The contradiction of CBA's $10 billion bumper profit

Three things stood out in the bank's full-year profit announcement, which comes a day after chairman Catherine ...
Three things stood out in the bank's full-year profit announcement, which comes a day after chairman Catherine Livingstone cut Narev and his management team's short term bonuses. David Rowe

Commonwealth Bank of Australia's $10 billion bumper profit will be welcomed by investors and demonised by the wider community, even though many of its critics own shares in the company.

That is the contradiction of the country's most hated company at the moment. Chief executive Ian Narev has delivered a better-than-expected annual profit, which is evidence he has been able to manage the multi-pronged challenge of increased capital requirements, investor loan crackdown and increased competition in between the endless trips to Canberra to explain himself to politicians.

The latest scandal engulfing the bank in relation to money laundering allegations will overshadow Wednesday's 4.6 per cent lift in annual cash profit.

But if you look at the bank as the market looks at most other companies, from a financial perspective, then CBA is doing well even if growth is not what it used to be after a decade of double-digit profit increases.

Three things stood out in the bank's full-year profit announcement, which comes a day after chairman Catherine Livingstone cut Narev and his management team's short term bonuses.

The $9.88 billion profit itself, which beat the market's expectations, as the bank cemented its position as the nation's biggest home lender despite the regulatory crackdown on investor lending.

CBA also confirmed it was in talks to sell its life insurance business in Australia and New Zealand, which could fetch as much as $5 billion.

While the lawyers will prevent Narev from commenting on the money laundering claims at Wednesday's results presentation, CBA did confirm it will argue it should only be liable for a single $18 million fine in relation to the 53,000 suspicious transactions outlined in the AUSTRAC statement of claim.

It is still up to a court to determine that but it is highly unlikely the bank would be fined per transaction, a move which would sink the company.

The bank's annual profits are now high enough for the politicians to round up to $10 billion which will make for some negative headlines on Wednesday in the context of the money laundering issue.

However, it is higher than the $9.8 billion analysts had expected.
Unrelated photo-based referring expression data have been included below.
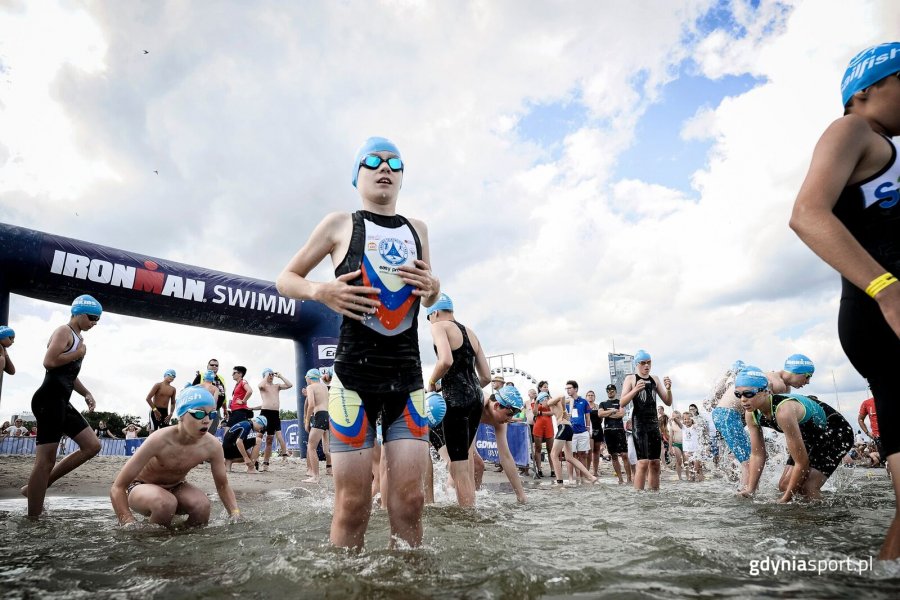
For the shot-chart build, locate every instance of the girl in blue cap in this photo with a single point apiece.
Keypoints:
(54, 413)
(382, 275)
(848, 213)
(7, 339)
The second-half performance was also strong, with a 5 per cent rise in cash profit to $4.97 billion. This period was when the mortgage repricing kicked in off the back of the banking regulator's crackdown on investor home loans.
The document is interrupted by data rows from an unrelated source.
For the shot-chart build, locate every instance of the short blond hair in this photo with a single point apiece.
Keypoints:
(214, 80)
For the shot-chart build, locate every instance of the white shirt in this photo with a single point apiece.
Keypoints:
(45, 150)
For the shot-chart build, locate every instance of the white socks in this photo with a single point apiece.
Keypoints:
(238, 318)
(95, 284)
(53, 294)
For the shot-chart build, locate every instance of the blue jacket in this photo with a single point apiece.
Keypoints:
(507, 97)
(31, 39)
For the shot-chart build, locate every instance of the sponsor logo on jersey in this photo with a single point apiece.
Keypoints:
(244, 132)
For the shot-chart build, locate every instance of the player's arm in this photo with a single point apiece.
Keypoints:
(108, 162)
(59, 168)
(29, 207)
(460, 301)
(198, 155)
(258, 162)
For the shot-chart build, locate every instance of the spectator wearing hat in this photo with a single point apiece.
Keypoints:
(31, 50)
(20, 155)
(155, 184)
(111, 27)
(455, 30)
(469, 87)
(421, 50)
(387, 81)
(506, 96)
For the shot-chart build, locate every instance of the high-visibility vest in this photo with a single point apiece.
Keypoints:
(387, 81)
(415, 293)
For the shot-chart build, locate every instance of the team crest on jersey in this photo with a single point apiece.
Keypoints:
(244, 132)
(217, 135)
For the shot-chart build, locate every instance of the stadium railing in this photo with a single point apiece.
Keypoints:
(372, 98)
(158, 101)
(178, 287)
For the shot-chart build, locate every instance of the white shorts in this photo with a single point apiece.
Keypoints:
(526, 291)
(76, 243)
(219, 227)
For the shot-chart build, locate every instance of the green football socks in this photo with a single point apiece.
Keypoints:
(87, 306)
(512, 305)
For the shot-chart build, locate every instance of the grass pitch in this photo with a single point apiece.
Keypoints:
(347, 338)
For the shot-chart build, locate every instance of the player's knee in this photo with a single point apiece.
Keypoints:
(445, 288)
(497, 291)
Earnings per share of $5.74 were also higher than the $5.60 flagged by analysts. Importantly for the retail shareholders, which make up more than half of the bank's shareholders, the final dividend rose to $4.29 from $4.20 a year ago.
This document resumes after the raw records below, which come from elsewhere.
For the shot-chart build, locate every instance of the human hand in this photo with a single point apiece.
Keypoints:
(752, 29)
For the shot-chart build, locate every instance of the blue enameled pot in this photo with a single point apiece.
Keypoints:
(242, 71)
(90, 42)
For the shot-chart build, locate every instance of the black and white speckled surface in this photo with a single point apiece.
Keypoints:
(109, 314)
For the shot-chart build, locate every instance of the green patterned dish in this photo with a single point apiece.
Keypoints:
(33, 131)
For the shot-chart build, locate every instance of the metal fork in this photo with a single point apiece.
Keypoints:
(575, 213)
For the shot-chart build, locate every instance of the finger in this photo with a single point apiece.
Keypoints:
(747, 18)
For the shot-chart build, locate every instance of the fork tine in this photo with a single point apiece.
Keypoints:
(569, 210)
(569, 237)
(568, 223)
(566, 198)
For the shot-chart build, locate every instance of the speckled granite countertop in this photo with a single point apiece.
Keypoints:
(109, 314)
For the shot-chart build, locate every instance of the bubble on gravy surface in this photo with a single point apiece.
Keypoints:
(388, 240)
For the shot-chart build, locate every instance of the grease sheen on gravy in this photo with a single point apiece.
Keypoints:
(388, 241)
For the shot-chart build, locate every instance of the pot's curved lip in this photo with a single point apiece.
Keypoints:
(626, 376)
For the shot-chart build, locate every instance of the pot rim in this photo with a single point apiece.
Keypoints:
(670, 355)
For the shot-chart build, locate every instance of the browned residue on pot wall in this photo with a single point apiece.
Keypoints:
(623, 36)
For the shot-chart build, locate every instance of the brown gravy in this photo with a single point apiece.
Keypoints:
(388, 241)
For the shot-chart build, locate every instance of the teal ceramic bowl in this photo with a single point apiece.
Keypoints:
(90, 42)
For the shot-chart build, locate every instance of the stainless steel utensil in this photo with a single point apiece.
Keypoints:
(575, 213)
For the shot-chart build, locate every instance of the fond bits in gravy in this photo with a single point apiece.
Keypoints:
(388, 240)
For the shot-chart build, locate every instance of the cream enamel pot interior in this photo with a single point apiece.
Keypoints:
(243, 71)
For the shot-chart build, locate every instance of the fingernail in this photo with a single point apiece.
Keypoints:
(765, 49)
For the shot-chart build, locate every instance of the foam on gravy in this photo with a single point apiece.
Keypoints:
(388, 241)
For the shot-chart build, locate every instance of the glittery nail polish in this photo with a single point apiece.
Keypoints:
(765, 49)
The closely-watched net interest margin fell 3 basis points to 2.11 per cent. This is not great but was expected as higher funding costs and growing competition for home lending bites.

The banking regulator's crackdown on investor loans has enabled the bank to increase interest rates on some loans, which partly cushions the blow. CBA reported positive jaws, which is when income growth is higher than expense growth, for the year.

Narev's comments on the wider economy will not surprise anyone. He notes households are worried about wages and the cost of living and more business investment is needed to fill the gap left by the downturn in mining and construction investment.

The bank's presentation is heavy on the reminders that this is a company which employs a lot of people, has a lot of customers and returns 75 per cent of its profits to more than 800,000 shareholders.